そして、上述のようにして得られた試験サンプルに対して耐摩耗性試験を行い、試験サンプルが摩耗して金属導体と摩耗テープとが接触するまでの摩耗テープの長さを測定した。図3は、各試験サンプルにおける金属導体と摩耗テープとが接触するまでの摩耗テープの長さと水酸化アルミニウムの配合量との関係を示すグラフである。図3に示すように、シランカップリング処理を行った水酸化アルミニウムは、配合量が80〜140質量部の範囲内では、金属導体と摩耗テープとが接触するまでの摩耗テープの長さが330mm以上となった。これに対し、ステアリン酸処理及びチタネート処理を施した水酸化アルミニウム及び未処理の水酸化アルミニウムは、少なくとも配合量が140質量部の場合には、金属導体と摩耗テープとが接触するまでの摩耗テープの長さが330mm未満となる。そのため、金属酸化物としてシランカップリング処理された水酸化アルミニウムを使用することにより、耐摩耗性を向上させることが可能となる。
さらに、表6において、金属水酸化物としての水酸化アルミニウムの配合量が120質量部の試験サンプルに対して長期耐熱性試験を行った。図4及び図5では、未処理の水酸化アルミニウム、及びシランカップリング処理された水酸化アルミニウムをそれぞれ用いた絶縁体組成物をアレニウスプロットした結果を示す。図6及び図7では、チタネート処理された水酸化アルミニウム、及びステアリン酸処理された水酸化アルミニウムをそれぞれ用いた絶縁体組成物をアレニウスプロットした結果を示す。
図4より、未処理の水酸化アルミニウムを用いた絶縁体組成物は、10000時間後の推定寿命が150℃である。また図5より、シランカップリング処理された水酸化アルミニウムを用いた絶縁体組成物は、10000時間後の推定寿命が151℃である。このように、これらの水酸化アルミニウムを用いた樹脂組成物は、長期耐熱性が良好な結果となる。

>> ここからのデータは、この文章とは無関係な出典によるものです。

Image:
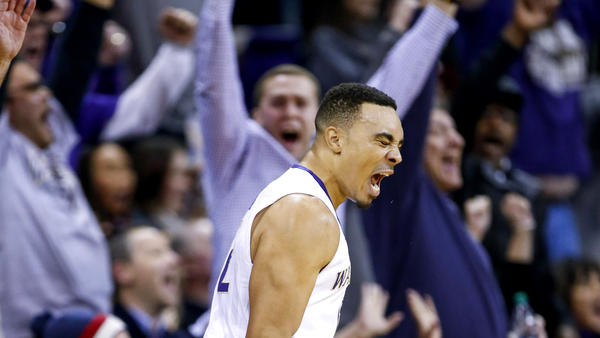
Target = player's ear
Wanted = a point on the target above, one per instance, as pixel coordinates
(334, 138)
(123, 273)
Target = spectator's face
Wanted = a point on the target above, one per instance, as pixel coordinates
(443, 151)
(28, 103)
(370, 150)
(36, 40)
(152, 273)
(363, 10)
(287, 110)
(585, 303)
(196, 259)
(495, 132)
(113, 179)
(177, 182)
(471, 4)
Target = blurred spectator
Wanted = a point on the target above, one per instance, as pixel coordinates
(351, 43)
(10, 43)
(108, 112)
(145, 35)
(79, 324)
(146, 42)
(162, 167)
(587, 206)
(145, 271)
(14, 18)
(580, 288)
(192, 243)
(45, 266)
(109, 182)
(551, 73)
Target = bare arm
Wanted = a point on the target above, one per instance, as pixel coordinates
(145, 103)
(291, 242)
(14, 17)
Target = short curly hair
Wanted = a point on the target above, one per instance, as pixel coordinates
(341, 105)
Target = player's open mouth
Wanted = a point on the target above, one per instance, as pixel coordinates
(376, 181)
(290, 136)
(596, 309)
(170, 280)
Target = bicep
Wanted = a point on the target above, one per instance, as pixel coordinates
(280, 287)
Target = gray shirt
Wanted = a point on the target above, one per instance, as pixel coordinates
(53, 255)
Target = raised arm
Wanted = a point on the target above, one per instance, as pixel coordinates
(408, 64)
(219, 95)
(78, 52)
(14, 17)
(144, 104)
(293, 240)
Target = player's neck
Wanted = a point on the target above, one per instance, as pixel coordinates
(323, 169)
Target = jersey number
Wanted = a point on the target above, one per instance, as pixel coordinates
(224, 287)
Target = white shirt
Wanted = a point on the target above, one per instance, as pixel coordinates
(231, 307)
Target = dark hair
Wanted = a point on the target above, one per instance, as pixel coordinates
(573, 272)
(151, 158)
(84, 172)
(341, 105)
(119, 247)
(285, 69)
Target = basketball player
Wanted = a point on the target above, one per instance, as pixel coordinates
(288, 266)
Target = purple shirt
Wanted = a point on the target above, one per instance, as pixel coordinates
(53, 255)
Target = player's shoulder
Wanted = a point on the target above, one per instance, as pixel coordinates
(303, 216)
(304, 208)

これに対し、図6より、チタネート処理された水酸化アルミニウムを用いた絶縁体組成物は、10000時間後の推定寿命が136℃である。また図7より、ステアリン酸処理された水酸化アルミニウムを用いた絶縁体組成物は、10000時間後の推定寿命が149℃である。つまり、これらの水酸化アルミニウムを用いた絶縁体組成物は長期耐熱性が悪化し、特にチタネート処理された水酸化アルミニウムを用いた場合には長期耐熱性が大きく低下する結果となる。これらのことから、金属水酸化物としてシランカップリング処理された水酸化アルミニウムを使用することにより、長期耐熱性を向上させることが可能となる。

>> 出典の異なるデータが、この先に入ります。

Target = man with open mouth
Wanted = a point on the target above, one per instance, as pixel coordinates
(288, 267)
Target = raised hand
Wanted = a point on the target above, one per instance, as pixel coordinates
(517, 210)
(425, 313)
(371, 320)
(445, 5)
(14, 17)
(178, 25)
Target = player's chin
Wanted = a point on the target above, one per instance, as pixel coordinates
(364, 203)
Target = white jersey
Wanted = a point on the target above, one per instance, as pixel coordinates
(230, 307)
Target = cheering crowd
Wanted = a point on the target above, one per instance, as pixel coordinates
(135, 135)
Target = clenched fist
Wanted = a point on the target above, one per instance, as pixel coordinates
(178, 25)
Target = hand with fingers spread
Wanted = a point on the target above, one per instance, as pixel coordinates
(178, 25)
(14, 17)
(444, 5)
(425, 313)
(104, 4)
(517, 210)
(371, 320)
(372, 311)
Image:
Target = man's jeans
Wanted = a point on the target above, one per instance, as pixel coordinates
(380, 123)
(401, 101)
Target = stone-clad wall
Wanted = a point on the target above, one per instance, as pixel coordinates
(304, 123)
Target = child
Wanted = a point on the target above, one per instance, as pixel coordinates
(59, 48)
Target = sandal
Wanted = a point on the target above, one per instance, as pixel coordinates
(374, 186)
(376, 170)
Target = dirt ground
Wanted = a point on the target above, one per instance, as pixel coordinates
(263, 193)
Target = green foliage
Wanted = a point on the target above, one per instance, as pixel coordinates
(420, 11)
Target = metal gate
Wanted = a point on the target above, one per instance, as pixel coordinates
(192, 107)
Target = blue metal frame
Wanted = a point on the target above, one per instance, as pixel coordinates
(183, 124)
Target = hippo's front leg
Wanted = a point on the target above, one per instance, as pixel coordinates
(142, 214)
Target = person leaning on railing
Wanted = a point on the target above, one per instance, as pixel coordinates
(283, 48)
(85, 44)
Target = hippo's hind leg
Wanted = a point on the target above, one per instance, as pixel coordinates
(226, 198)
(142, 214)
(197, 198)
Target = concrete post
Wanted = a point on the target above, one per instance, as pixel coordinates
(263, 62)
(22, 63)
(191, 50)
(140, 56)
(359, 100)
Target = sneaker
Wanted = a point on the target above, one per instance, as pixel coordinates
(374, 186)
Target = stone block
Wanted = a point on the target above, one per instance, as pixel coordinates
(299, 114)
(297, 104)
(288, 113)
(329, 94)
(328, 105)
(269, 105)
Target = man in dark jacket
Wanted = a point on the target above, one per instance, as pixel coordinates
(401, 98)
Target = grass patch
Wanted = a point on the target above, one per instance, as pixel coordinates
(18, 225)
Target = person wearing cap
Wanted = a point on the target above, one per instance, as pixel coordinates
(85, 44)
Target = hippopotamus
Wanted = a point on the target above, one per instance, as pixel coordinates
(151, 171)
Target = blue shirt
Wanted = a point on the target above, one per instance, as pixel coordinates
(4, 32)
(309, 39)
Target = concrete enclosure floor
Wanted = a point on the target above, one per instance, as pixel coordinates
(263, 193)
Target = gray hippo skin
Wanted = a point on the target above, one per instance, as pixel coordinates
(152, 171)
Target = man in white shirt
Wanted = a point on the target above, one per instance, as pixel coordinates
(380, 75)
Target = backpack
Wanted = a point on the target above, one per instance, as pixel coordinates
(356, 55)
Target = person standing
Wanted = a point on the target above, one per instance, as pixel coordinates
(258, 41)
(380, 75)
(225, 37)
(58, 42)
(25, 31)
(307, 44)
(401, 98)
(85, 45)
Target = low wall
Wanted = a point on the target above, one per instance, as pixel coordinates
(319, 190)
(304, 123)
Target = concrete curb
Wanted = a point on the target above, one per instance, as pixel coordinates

次に、表7〜9に示す配合比で、サンプル番号1−1〜1−12、2−1〜2−12、及び3−1〜3−10の各試験サンプルを作成した。そして、得られた試験サンプルに対して、難燃性、電線柔軟性、耐摩耗性、耐油性、長期耐熱性及び強度の各評価試験を行った。各試験サンプルの評価結果を各表に合わせて示す。
なお、表7に記載のEEA、並びに表7〜9に記載のAEM及びシランカップリング処理を行った水酸化アルミニウムは、金属水酸化物への表面処理評価と同じものを用いた。表8の「EMA」は、ショアA硬さが78の商品名「エルバロイ(登録商標)AC1125」(三井・デュポンポリケミカル(株))を用いた。表9のEEAは、ショアD硬さが41の商品名「レクスパール(登録商標)A1150」(日本ポリエチレン(株))を用いた。

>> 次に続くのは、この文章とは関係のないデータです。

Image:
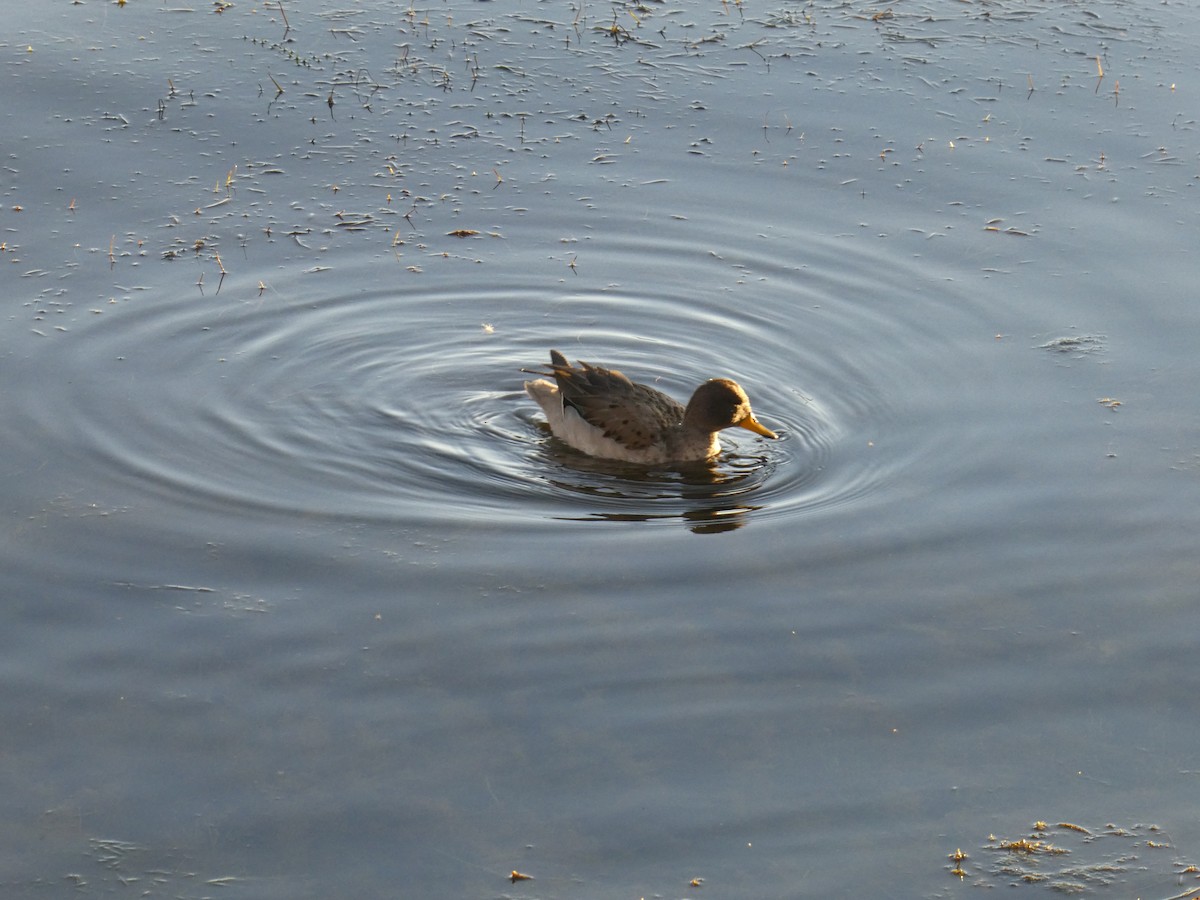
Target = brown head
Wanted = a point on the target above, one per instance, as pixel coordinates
(721, 403)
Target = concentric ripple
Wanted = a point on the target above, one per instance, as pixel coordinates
(408, 407)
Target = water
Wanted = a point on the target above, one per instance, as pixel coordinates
(301, 600)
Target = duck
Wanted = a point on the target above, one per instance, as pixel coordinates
(603, 413)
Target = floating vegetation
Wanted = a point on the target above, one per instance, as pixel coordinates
(1071, 858)
(1075, 345)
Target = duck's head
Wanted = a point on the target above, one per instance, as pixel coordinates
(721, 403)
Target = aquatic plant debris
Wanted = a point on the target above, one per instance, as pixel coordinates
(1072, 858)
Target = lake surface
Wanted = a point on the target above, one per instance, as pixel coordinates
(300, 598)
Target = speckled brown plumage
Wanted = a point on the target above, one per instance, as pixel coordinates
(601, 412)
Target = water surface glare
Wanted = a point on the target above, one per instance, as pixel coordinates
(301, 599)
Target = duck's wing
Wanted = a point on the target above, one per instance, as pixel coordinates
(629, 413)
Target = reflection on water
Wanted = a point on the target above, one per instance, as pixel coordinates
(301, 599)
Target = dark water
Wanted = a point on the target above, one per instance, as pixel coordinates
(300, 599)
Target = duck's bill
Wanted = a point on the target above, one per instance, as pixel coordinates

表7に示すように、EEAを使用した実施例に係るサンプル1−2,1−3,1−5,1−6,1−8及び1−9は、難燃性、電線柔軟性、耐摩耗性、耐油性、長期耐熱性及び強度の各評価において優れた結果となった。これに対し、比較例に係るサンプル1−1、1−4、1−7、1−10〜1−12は、上記各評価の少なくとも一つにおいて不十分な結果となった。特に、サンプル1−1よりゴム材料としてのAEMの配合量が過少な場合には柔軟性が悪化することが分かり、サンプル1−11よりAEMの配合量が過大の場合には耐油性が悪化することが分かる。また、サンプル1−4、1−7及び1−10より、金属水酸化物の配合量が過大の場合には、難燃性は優れるものの、電線柔軟性、耐摩耗性、長期耐熱性及び強度が悪化する結果となる。
表8に示すように、EMAを使用した実施例に係るサンプル2−2,2−3,2−5,2−6,2−8及び2−9も、表7の試験サンプルと同様に、難燃性、電線柔軟性、耐摩耗性、耐油性、長期耐熱性及び強度の各評価において優れた結果となった。これに対し、比較例に係るサンプル2−1、2−4、2−7、2−10〜2−12も、表7の試験サンプルと同様に、上記各評価の少なくとも一つにおいて不十分な結果となった。
表9に示すように、ショアD硬さが41のEMAを使用した実施例に係るサンプル3−5,3−6,3−8及び3−9も、難燃性、電線柔軟性、耐摩耗性、耐油性、長期耐熱性及び強度の各評価において優れた結果となった。ただ、サンプル3−2及び3−3については、長期耐熱性が若干低下する結果となった。このことから、良好な長期耐熱性を考慮すると、樹脂材料としてのEEA及びEMAのショアA硬さは85以下であることが好ましい。
以上、本発明を実施例によって説明したが、本発明はこれらに限定されるものではなく、本発明の要旨の範囲内で種々の変形が可能である。
1 被覆電線
2 金属導体
3 絶縁被覆
2 金属導体
3 絶縁被覆
Claims (3)
- (A)エチレンエチルアクリレート共重合体及びエチレンメチルアクリレート共重合体の少なくともいずれか一方を60〜80質量部と、
(B)エチレンアクリルゴムを40〜20質量部と、
(A)成分と(B)成分の合計100質量部に対して、(C)シランカップリング処理された水酸化アルミニウムを80〜140質量部と、
を含有することを特徴とする絶縁体組成物。 - (A)エチレンエチルアクリレート共重合体及びエチレンメチルアクリレート共重合体のショアA硬さが85以下であることを特徴とする請求項1に記載の絶縁体組成物。
- 請求項1又は2に記載の絶縁体組成物と、
前記絶縁体組成物によって被覆される金属導体と、
を備えることを特徴とする被覆電線。